Hi all,
When dealing with a display with ambiguous backlight specs and no reference spectro, selecting the correct colorimeter correlation file is a guess that risks severe measurement error. For instance, a spec sheet might list a generic "W-LED" backlight but advertise "95% DCI-P3" coverage—which strongly implies a PFS/KSF phosphor layer is being used to achieve the wide gamut, but doesn't explicitly confirm it. This ambiguity can happen with any unverified display.
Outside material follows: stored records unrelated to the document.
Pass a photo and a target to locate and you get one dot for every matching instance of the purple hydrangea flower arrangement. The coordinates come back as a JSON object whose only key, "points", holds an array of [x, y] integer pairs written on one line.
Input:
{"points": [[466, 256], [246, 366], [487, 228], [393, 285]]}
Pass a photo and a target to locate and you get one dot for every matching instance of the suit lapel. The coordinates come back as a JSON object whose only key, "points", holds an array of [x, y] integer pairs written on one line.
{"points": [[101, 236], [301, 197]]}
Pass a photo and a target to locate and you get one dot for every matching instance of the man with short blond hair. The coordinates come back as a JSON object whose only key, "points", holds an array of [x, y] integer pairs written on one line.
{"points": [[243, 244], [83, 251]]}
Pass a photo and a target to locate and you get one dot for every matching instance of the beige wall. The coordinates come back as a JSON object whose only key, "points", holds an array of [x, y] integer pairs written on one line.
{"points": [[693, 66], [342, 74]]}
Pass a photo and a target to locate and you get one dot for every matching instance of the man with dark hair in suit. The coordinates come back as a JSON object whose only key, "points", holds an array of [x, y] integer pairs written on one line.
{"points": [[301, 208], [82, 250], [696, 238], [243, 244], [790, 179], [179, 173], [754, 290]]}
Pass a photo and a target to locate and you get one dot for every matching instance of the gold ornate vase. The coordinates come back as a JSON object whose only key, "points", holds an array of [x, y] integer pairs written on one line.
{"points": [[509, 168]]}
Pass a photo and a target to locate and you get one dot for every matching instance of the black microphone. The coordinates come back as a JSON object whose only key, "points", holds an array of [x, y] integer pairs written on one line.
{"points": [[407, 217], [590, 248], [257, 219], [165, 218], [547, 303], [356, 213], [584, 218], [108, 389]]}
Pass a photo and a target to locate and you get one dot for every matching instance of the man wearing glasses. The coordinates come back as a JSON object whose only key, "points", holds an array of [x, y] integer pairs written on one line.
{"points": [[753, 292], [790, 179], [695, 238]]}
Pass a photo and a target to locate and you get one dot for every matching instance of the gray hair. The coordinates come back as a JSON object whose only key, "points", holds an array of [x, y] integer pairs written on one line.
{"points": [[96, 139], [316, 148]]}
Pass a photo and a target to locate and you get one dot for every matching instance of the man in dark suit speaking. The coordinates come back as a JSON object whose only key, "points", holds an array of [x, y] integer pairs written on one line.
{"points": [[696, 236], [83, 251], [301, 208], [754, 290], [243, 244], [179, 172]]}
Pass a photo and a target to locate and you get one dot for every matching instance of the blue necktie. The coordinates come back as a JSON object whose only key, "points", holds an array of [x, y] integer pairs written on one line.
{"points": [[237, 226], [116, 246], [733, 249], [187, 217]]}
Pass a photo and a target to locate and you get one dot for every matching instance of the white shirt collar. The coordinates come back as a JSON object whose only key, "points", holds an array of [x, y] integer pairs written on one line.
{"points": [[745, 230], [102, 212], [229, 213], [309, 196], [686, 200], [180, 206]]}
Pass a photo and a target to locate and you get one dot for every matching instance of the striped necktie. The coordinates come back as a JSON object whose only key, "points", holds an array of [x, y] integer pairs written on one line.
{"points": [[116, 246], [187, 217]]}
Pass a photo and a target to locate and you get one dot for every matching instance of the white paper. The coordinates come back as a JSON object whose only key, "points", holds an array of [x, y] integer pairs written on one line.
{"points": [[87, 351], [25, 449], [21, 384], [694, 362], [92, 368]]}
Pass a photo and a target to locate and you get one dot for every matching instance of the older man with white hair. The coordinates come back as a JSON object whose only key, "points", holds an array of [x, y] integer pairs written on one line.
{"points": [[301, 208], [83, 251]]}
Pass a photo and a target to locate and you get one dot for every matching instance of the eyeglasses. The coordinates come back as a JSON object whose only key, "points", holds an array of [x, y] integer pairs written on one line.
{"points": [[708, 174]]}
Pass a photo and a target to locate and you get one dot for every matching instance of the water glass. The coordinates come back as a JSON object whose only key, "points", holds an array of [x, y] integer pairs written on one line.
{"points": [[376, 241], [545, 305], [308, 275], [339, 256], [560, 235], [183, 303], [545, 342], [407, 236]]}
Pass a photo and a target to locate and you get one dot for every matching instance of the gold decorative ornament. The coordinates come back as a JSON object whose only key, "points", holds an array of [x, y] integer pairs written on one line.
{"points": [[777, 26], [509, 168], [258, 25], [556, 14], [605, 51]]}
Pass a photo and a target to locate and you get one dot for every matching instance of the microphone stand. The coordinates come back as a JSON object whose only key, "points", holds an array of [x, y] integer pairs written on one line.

To avoid blindly guessing, I am looking to validate a theoretical workflow to deduce the correct file purely from pre-calibration data:
The RGB Balance Deduction Method:
1. Factory reset the display to its default color preset (untouched RGB gains).
2. Perform a grayscale sweep using Candidate Correlation File A (e.g., standard W-LED).
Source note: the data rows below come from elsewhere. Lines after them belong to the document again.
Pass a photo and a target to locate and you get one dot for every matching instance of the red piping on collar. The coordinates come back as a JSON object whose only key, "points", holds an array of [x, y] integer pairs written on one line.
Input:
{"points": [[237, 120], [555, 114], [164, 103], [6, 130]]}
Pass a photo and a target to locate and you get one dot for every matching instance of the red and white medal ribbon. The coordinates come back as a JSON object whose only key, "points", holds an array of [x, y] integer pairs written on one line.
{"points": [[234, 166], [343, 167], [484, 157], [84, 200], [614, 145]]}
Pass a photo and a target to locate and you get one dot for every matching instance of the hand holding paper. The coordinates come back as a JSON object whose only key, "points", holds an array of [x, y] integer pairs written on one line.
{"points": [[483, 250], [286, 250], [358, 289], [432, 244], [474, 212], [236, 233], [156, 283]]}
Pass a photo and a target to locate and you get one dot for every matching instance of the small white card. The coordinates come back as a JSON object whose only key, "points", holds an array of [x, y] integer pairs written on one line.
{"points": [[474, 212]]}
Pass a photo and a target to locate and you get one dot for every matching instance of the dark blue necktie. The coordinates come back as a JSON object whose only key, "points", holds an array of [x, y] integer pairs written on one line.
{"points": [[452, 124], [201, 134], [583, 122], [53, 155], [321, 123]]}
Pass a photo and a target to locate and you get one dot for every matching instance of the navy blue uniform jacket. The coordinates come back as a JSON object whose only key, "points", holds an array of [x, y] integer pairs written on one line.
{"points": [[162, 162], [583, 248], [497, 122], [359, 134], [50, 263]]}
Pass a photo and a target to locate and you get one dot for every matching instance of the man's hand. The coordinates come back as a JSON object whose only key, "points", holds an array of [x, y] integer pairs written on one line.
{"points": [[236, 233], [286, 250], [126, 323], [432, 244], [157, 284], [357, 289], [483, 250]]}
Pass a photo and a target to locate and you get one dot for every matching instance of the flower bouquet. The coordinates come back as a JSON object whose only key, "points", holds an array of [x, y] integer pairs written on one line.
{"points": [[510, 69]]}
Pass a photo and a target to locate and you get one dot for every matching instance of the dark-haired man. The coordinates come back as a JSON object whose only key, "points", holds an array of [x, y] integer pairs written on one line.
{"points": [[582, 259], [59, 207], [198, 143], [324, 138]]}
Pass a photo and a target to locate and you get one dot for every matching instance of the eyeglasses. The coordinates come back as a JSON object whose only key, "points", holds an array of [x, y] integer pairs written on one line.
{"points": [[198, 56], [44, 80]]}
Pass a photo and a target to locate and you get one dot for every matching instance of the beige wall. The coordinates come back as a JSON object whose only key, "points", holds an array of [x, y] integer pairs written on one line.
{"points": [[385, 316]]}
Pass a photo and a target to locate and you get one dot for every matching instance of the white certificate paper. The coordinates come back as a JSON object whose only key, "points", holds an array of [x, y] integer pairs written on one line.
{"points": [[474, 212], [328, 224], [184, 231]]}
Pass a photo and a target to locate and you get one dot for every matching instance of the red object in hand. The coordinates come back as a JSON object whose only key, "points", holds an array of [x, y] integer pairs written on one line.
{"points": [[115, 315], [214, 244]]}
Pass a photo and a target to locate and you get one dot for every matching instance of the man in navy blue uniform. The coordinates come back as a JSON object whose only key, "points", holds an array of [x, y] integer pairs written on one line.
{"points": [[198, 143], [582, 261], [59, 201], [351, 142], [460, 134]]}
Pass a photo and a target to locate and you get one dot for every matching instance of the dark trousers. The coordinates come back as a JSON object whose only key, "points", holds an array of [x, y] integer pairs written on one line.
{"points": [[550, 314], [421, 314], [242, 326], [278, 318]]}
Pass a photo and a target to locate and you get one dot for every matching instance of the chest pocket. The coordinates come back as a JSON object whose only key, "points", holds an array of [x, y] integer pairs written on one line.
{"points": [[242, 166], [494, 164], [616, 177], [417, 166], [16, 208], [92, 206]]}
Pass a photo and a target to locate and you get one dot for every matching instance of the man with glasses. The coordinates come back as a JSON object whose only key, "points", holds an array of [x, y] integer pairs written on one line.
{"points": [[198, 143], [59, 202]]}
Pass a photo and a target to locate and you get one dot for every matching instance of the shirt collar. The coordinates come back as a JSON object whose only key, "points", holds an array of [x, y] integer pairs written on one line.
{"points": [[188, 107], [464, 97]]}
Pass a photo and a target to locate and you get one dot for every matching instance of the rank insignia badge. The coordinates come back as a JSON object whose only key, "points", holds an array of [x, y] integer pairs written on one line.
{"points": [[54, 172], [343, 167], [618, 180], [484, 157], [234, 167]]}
3. Perform a grayscale sweep using Candidate Correlation File B (e.g., PFS Phosphor).
4. Compare the pre-calibration RGB Balance/Separation graphs.
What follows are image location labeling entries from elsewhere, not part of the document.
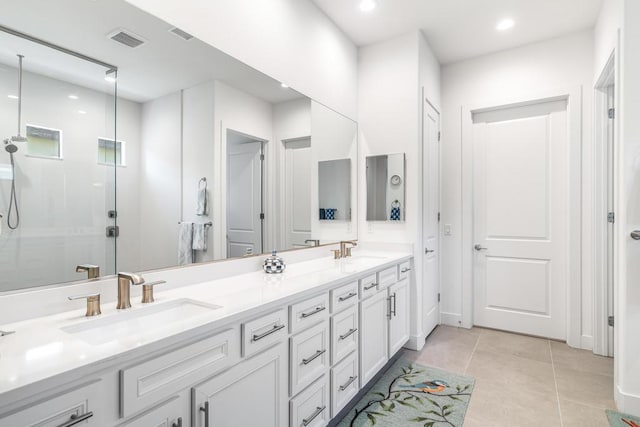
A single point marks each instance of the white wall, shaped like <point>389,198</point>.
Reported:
<point>606,33</point>
<point>391,78</point>
<point>627,309</point>
<point>289,40</point>
<point>244,113</point>
<point>63,203</point>
<point>160,182</point>
<point>562,63</point>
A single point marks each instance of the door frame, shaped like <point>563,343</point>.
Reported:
<point>424,176</point>
<point>573,95</point>
<point>603,292</point>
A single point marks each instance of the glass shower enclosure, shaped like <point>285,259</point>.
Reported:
<point>58,163</point>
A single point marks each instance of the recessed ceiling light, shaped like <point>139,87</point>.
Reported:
<point>367,5</point>
<point>505,24</point>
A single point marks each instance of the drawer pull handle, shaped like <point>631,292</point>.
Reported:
<point>205,409</point>
<point>77,419</point>
<point>348,334</point>
<point>314,357</point>
<point>316,311</point>
<point>273,330</point>
<point>346,297</point>
<point>351,380</point>
<point>307,421</point>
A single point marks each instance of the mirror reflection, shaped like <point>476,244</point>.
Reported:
<point>386,187</point>
<point>164,151</point>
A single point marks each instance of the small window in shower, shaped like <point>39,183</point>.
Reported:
<point>110,152</point>
<point>44,142</point>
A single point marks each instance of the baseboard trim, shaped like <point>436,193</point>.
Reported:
<point>586,342</point>
<point>626,402</point>
<point>416,342</point>
<point>451,319</point>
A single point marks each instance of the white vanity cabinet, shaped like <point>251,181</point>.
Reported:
<point>398,315</point>
<point>79,407</point>
<point>294,364</point>
<point>373,336</point>
<point>252,393</point>
<point>169,414</point>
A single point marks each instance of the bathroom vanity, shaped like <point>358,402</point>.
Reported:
<point>245,350</point>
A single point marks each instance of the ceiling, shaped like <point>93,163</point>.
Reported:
<point>462,29</point>
<point>163,65</point>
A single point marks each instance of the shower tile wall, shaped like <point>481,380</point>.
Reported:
<point>63,202</point>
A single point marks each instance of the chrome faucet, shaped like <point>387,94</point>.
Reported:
<point>346,251</point>
<point>93,271</point>
<point>125,280</point>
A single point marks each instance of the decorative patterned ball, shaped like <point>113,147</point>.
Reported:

Hypothesis: Since factory presets are typically tuned with reference spectros, the incorrect correlation file will introduce an artificial mathematical skew, resulting in a severe, unphysical RGB divergence (e.g., a massive deficit in one channel). The correct file should naturally display a tighter, more cohesive RGB balance reflective of the actual factory calibration.
1. Is this deductive method mathematically and scientifically sound across all display technologies, or is it possible for the wrong correlation file to coincidentally produce a flatter RGB balance?
2. Excluding visual A/B daylight matching, is there a universal, data-driven method to definitively identify the correct correlation file for any unknown display when a spectro is unavailable?